It’s hard for me to think about Christmas time without thinking of a Sketch I did as a teenager that seems imbedded in my mind. I played the Vicar and the particular line that has come back to haunt me is – “This year I’m going to preach a meaningful Christmas sermon, I will not have Darth Vader or Tinky Winky, La La or Po in the pulpit, nor will I ruin my sermon notes with one of those dolls that wets themselves! I will think through everything carefully beforehand, and preach on the relevance of the birth of Christ to the modern world. If only I had time!”

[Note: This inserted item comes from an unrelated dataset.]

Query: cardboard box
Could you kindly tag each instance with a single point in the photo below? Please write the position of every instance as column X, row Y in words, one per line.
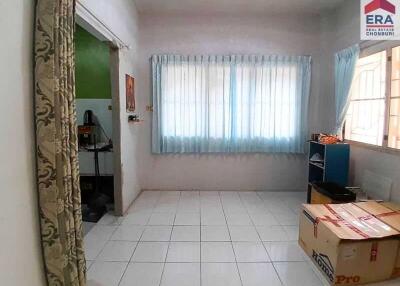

I have a narrator’s part in a production this year, but won’t be preaching and so I don’t even have to face the temptation of going to the file of old material after hours of trying to come up with something original. And so my thoughts are with you because I do know the agony of trying to get it just right each Christmas. Of tying to present the Christmas message in a new and relevant and fresh way.
How do you say anything new? Anything that will so impact your congregation in such a way that will stop them in their tracks and cause them to think WOW! I never thought of it like that! and will have such an effect on them that they live their lives in a whole new way as a result of hearing you.
But it’s about you or me, it’s about Jesus. The Christmas story about Jesus is just so amazing that we want people to see it that way too!
The trouble is it’s near enough impossible to say anything new. It’s all been said! How do you improve on 2,000 years of storytelling? It’s newness depends on its freshness, and it’s freshness depends on openness – an openness on our part to hear God speak.
My advice for what it’s worth – just tell the story - and invest the time you could spend in coming up with something new in prayer for that openness of spirit that will allow God’s Spirit to bring Jesus into lives in a fresh way!